The announcement of the museum, early in 2008, that one of the manuscripts containing the Rijmbijbel [Rhymed Bible] by Jacob van Maerlant would be taken apart for restoration made the NOS [Netherlands Broadcasting Authority] news. But then, Van Maerlant’s Rijmbijbel ranks among the most widely known works in Dutch literature.
Jacob van Maerlant, a Flemish poet who at first wrote romances of chivalry, completed the Rijmbijbel in 1271. In this book, which is a free adaptation of the Historia scholastica of 1178 by Petrus Comestor, Van Maerlant presented a rhyming version of Biblical history.
The remarkable thing was that Van Maerlant did this in his national language, which was Middle-Dutch. Books were written in Latin, a language that the lower nobility and the emerging middle classes were barely proficient in. Until then, most vernacular literature had been transmitted orally.

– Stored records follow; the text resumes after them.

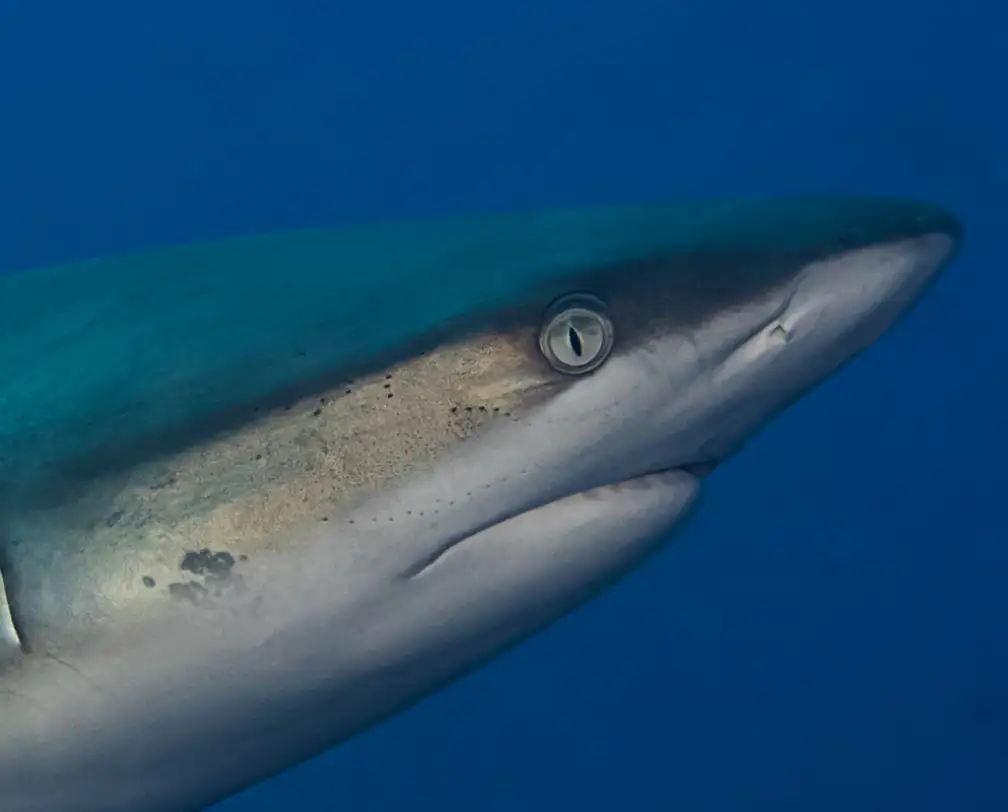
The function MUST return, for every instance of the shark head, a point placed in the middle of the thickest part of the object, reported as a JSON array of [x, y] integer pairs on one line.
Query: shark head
[[261, 495]]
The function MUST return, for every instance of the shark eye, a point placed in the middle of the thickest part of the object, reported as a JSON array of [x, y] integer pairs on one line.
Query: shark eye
[[577, 333]]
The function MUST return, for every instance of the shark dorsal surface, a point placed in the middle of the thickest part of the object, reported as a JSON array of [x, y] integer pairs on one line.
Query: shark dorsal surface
[[107, 358]]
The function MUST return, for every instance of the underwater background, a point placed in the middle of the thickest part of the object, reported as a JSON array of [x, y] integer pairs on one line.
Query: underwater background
[[830, 633]]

Nowadays we would call the Rijmbijbel a bestseller, but of course production proceeded slowly at a time when books were written and illuminated by hand. Indeed, there was quite a lot of material to be copied: well over 27,000 lines for the first part and nearly 8,000 for the second.
Dating from the 13th to the 15th centuries, fifteen complete manuscripts of the Rijmbijbel are known, the earliest from about 1285. In addition, fragments from various other copies have been preserved.
In those days, one could order from the scribes a plainly executed, quickly written copy without illustrations, or a carefully calligraphed and illustrated copy, which was obviously a lot more expensive. Of the fifteen complete manuscripts, six are without any illumination, seven contain a few miniatures and two have been supplied with more or less continuous illustration.
Huis van het boek owns one of these ‘sumptuous’ copies, a Rijmbijbel which in 1332 was superbly illuminated by Michiel van der Borch. It is the earliest signed and dated illuminated manuscript from the Northern Netherlands.